Habermas souligne qu’au fond Gadamer soutient une autocompréhension de l’herméneutique qui absolutise le poids de la tradition. L’absolutisation de la tradition maintient la conviction naïve que les traditions ne perdent pas leur force par l’action de la conscience historico-effectuelle. Mais en fait, la réflexion déplace le poids de l’autorité incontestée des traditions vers le pouvoir de la raison. Gadamer semble ignorer la force de la réflexion qui est inhérente à toute compréhension. La réflexion est capable de dévoiler l’apparente absoluité de la tradition. Puisque la réflexion rend consciente la genèse de la tradition à laquelle elle-même appartient et sur laquelle elle se retourne, elle est en mesure de rompre le dogmatisme du monde vécu, son caractère incontestable. Il y a une voie pour la critique. (Aguirre Oraa, 1993, p.417)

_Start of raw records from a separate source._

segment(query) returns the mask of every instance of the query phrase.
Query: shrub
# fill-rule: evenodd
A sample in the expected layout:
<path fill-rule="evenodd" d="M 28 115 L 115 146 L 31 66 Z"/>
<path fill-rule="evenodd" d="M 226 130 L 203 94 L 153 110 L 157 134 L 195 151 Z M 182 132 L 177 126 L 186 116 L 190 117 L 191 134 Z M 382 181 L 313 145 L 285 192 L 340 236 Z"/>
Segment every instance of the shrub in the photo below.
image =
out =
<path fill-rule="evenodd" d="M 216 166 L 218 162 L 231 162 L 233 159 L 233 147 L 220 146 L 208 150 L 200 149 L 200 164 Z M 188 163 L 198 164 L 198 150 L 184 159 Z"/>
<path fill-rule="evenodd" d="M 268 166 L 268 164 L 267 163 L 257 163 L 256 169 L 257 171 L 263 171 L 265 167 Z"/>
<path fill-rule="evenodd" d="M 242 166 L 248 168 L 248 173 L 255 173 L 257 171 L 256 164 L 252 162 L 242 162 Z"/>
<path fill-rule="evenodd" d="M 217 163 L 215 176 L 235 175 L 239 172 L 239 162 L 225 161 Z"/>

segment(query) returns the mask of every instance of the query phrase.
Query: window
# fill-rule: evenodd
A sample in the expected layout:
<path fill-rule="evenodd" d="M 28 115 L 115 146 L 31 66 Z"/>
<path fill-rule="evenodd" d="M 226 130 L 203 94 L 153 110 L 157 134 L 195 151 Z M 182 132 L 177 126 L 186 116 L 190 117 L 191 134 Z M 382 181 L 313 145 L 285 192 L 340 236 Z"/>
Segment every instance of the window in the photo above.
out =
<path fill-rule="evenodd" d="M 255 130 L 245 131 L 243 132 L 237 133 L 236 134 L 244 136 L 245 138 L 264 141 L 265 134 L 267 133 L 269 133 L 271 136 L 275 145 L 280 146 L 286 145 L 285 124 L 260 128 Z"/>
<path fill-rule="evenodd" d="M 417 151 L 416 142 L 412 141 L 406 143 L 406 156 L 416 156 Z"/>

58 La filiation entre Heidegger, Gadamer et Habermas devient ainsi plus limpide : d’une herméneutique heideggerienne accomplissant le procès de l’oubli de l’Être dans l’histoire de la métaphysique jusqu’à l’interprétation gadamérienne réhabilitant la tradition, nous en arrivons à une critique habermassienne dénonçant le rejet d’une réflexion capable de soumettre à ses mécanismes internes et rationnels la prétention à la validité des événements historiques et de leurs déclinaisons idéologiques. Et parce que les propositions de Gadamer et Habermas touchent beaucoup plus intimement l’analyse de faits historiques et sociaux que ne le font les considérations métaphysiques d’Heidegger, le débat qu’ils ont entretenu au cours des années 1960-1970 est particulièrement fécond pour quiconque s’intéresse à l’interprétation sociologique et philosophique.